L'antimatière est pourrait être décrite comme le miroir de la matière ordinaire. C'est une forme de matière composée d'antiparticules, qui sont les opposées des particules classiques en termes de certaines de leurs propriétés physiques. Pour chaque particule de matière, il existe une antiparticule correspondante. Cette antiparticule possède la même masse que sa particule homologue, mais ses charges électriques et ses nombres quantiques internes (comme le spin, le nombre baryonique, le nombre leptonique, etc.) sont opposés. 
L'antimatière a été prédite par Paul Dirac en 1930, comme une conséquence la physique quantique lorsque sa formulation est conforme aux principes de la relativité d'Einstein. On doit à Carl Anderson la découverte, en 1932, du positon (antiélectron).
L'exemple le plus connu est celui de l'électron, qui porte une charge négative, et de son antiparticule, le positon (positron ou antiélectron), qui porte une charge positive identique en magnitude mais opposée en signe. De même, il existe des antiprotons (charge négative, opposée au proton positif), des antineutrons (charge électrique nulle comme le neutron, mais avec un nombre baryonique opposé et un moment magnétique différent), et ainsi de suite pour la plupart des particules élémentaires. Le photon est une exception notable : il est sa propre antiparticule, car il n'a ni charge ni la plupart des nombres quantiques qui pourraient être inversés.

La rencontre entre une particule de matière et son antiparticule conduit à un phénomène spectaculaire appelé annihilation. Lorsque cela se produit, les deux particules se transforment intégralement en énergie, sous forme de photons (généralement des rayons gamma de haute énergie) ou d'autres particules de faible masse. Ce processus est l'inverse exact de la création de paires, où l'énergie (un photon très énergétique) peut se matérialiser en une paire particule-antiparticule, à condition que l'énergie du photon soit suffisante pour dépasser la masse au repos des deux particules selon l'équation d'Einstein, E=mc². Cela montre que la matière et l'antimatière sont en réalité des formes complémentaires de la même chose, et leur annihilation n'est pas un anéantissement complet (pas plus que la création d'un paire n'est une véritable création ex nihilo), mais une conversion de la masse en énergie. L'annihilation matière-antimatière est l'une des réactions les plus efficaces pour convertir la masse en énergie, bien plus que la fission ou la fusion nucléaire.

L'asymétrie matière-antimatière.
L'antimatière n'est pas courante dans l'univers observable tel que nous le voyons aujourd'hui.

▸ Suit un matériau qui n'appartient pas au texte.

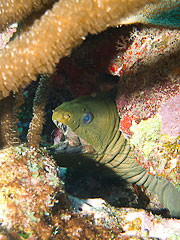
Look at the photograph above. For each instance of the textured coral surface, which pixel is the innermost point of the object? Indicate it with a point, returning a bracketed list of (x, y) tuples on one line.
[(29, 184)]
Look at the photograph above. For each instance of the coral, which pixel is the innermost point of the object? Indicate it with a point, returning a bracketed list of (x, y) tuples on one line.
[(10, 107), (36, 52), (15, 11), (29, 184), (147, 74), (36, 124), (7, 34)]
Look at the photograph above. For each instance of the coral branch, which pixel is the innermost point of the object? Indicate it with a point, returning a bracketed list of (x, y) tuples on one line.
[(54, 35), (16, 10)]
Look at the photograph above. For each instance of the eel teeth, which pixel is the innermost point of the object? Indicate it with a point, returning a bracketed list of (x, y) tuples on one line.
[(60, 125)]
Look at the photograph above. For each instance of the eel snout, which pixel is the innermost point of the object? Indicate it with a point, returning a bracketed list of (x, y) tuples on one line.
[(67, 142)]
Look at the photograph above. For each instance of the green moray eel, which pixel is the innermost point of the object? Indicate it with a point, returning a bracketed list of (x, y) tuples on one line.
[(92, 140)]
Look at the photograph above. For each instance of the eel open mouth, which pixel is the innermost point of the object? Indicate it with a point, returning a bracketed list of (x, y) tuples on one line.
[(67, 142)]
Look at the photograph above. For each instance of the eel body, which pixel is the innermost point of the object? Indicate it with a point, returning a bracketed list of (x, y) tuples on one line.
[(93, 141)]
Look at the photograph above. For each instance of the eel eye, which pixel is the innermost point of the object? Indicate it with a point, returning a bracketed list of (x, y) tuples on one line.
[(87, 118)]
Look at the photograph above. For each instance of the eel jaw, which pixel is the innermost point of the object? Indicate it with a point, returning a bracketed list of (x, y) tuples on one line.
[(69, 142)]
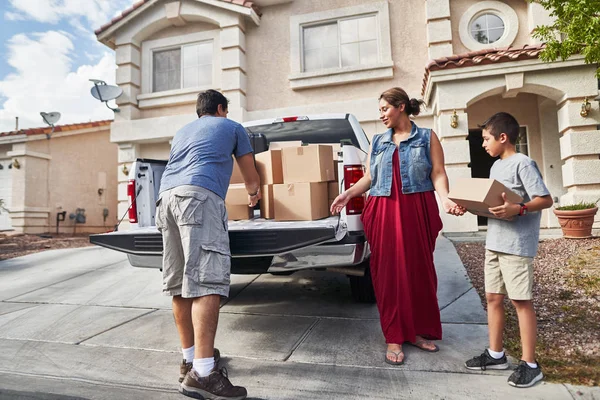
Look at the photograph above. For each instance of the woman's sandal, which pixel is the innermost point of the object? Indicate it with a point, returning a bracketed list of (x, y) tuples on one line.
[(397, 354), (419, 345)]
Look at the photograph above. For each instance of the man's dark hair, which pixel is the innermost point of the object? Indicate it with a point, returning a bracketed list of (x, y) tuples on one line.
[(502, 123), (209, 101)]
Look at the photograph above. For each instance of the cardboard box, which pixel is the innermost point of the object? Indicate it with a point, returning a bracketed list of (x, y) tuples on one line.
[(236, 175), (267, 206), (313, 163), (300, 201), (281, 145), (269, 167), (237, 194), (477, 195), (333, 190), (239, 211)]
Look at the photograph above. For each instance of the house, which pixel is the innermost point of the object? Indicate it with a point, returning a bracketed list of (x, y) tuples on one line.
[(67, 173), (466, 59)]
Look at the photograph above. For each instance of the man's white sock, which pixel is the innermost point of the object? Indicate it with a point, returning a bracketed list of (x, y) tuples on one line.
[(204, 366), (188, 354), (496, 354)]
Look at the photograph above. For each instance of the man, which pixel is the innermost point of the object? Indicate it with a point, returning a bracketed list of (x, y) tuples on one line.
[(191, 215)]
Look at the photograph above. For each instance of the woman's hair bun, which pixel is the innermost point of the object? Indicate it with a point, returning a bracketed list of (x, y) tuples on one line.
[(414, 107)]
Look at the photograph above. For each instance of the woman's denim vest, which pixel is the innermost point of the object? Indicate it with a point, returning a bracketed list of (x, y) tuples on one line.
[(414, 157)]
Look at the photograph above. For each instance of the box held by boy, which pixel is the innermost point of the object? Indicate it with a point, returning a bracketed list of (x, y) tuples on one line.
[(478, 195)]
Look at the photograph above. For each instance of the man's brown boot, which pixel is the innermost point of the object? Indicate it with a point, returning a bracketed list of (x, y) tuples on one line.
[(184, 367), (215, 386)]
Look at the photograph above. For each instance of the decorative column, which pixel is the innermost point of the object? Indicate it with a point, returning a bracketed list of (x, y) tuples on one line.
[(580, 151), (439, 30), (29, 210), (128, 77), (128, 153), (233, 65)]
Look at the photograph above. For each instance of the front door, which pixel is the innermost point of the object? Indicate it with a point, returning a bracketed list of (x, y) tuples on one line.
[(481, 161)]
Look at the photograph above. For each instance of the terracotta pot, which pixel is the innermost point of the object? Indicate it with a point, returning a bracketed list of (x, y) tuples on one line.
[(576, 224)]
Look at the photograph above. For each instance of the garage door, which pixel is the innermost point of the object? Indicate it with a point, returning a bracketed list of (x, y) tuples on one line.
[(5, 192)]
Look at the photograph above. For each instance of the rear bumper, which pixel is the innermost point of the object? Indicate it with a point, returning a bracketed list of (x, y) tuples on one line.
[(258, 254), (243, 243)]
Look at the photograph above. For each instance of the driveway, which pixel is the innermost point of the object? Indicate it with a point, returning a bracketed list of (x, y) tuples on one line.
[(83, 324)]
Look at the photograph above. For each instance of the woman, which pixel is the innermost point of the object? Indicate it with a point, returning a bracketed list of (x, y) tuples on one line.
[(402, 222)]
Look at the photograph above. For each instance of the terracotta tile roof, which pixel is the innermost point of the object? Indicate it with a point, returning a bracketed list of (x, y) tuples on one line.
[(140, 3), (57, 128), (482, 57)]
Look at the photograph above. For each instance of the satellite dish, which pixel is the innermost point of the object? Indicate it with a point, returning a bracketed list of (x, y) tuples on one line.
[(105, 93), (50, 118)]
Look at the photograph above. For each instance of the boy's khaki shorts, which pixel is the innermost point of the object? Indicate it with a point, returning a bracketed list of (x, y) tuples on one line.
[(509, 274), (196, 255)]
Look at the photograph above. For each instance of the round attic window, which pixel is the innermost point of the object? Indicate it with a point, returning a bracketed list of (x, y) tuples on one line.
[(487, 28), (488, 24)]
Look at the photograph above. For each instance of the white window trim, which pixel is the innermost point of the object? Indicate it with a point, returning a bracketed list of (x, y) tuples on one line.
[(335, 76), (502, 10), (147, 98)]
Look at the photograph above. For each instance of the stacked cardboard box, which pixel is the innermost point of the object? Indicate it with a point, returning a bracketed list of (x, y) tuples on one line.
[(303, 193), (236, 202), (297, 183)]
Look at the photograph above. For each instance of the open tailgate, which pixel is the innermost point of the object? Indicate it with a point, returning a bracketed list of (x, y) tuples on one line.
[(255, 237)]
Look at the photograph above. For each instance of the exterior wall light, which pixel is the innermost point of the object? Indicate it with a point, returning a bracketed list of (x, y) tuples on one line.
[(454, 120), (586, 106)]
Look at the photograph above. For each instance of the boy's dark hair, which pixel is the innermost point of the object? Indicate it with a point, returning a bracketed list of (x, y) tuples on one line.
[(502, 123), (208, 102)]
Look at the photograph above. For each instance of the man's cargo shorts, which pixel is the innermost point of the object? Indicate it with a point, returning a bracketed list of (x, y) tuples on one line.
[(196, 255)]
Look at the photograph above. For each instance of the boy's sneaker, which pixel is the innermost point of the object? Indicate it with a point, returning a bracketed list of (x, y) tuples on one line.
[(486, 361), (214, 386), (184, 367), (525, 376)]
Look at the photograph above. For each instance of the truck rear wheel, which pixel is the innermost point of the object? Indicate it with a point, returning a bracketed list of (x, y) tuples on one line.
[(361, 287)]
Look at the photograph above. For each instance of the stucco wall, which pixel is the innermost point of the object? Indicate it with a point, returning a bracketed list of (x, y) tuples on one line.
[(268, 49), (80, 165), (459, 7), (524, 108)]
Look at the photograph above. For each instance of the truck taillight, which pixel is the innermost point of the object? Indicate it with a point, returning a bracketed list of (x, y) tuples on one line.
[(352, 174), (131, 196)]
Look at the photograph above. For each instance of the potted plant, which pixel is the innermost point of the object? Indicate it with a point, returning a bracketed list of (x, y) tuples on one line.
[(576, 220)]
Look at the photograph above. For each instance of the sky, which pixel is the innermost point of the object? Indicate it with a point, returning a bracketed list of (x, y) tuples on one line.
[(48, 53)]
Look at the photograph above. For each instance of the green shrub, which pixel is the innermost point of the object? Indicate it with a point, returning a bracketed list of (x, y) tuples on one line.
[(582, 205)]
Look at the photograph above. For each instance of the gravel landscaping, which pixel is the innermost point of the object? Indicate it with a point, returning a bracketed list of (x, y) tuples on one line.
[(567, 301)]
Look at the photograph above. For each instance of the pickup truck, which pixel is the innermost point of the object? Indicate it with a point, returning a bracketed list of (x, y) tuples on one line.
[(258, 245)]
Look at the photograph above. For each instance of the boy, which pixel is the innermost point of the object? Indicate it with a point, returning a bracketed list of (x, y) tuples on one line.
[(511, 244)]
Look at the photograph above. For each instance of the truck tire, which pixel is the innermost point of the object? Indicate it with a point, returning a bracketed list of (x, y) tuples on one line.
[(361, 287)]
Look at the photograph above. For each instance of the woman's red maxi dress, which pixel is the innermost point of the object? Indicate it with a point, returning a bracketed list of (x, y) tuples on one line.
[(401, 230)]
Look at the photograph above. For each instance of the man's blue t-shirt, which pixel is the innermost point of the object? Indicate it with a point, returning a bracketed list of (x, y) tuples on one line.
[(201, 154)]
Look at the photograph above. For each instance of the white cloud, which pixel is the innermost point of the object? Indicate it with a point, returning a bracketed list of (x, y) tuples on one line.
[(96, 12), (44, 81)]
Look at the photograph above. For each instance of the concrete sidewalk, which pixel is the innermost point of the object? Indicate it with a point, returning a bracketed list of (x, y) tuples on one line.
[(83, 322)]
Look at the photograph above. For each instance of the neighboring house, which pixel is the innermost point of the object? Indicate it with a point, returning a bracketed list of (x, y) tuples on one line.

Notre voisinage cosmique semble être composé presque exclusivement de matière. Si de grandes quantités d'antimatière existaient à proximité, nous observerions des émissions de rayons gamma intenses résultant de l'annihilation aux frontières des régions de matière et d'antimatière. L'absence de telles observations à grande échelle suggère qu'il y a une forte asymétrie entre matière et antimatière dans l'univers. L'un des grands défis de la cosmologie du big bang et de la physique des particules est d'expliquer pourquoi, si le big bang a produit des quantités égales de matière et d'antimatière comme le prévoient les modèles standards, il reste aujourd'hui un excès de matière qui constitue tout ce que nous observons.

Les théories pour expliquer cette asymétrie, appelée baryogenèse (création de l'excès de baryons, c'est-à-dire de particules de matière comme les protons), s'appuient sur les trois conditions nécessaires énoncées par Andreï Sakharov en 1967 :

• Premièrement, il faut une violation de la conservation du nombre baryonique (B). Cela signifie qu'il doit exister des processus physiques qui peuvent créer ou détruire des baryons, ce qui n'est pas possible avec les interactions normales du Modèle standard aux basses énergies (sauf les sphalerons).

• Deuxièmement, il faut une violation de la symétrie C (conjugaison de charge) et de la symétrie CP (conjugaison de charge et parité combinées). La symétrie C impliquerait que les lois physiques restent inchangées si l'on remplace toutes les particules par leurs antiparticules. La symétrie CP impliquerait que les lois restent inchangées si l'on remplace les particules par leurs antiparticules et que l'on inverse leurs coordonnées spatiales. Pour créer un excès de matière sur l'antimatière, les désintégrations des particules (ou autres processus) doivent favoriser légèrement la création de matière par rapport à l'antimatière.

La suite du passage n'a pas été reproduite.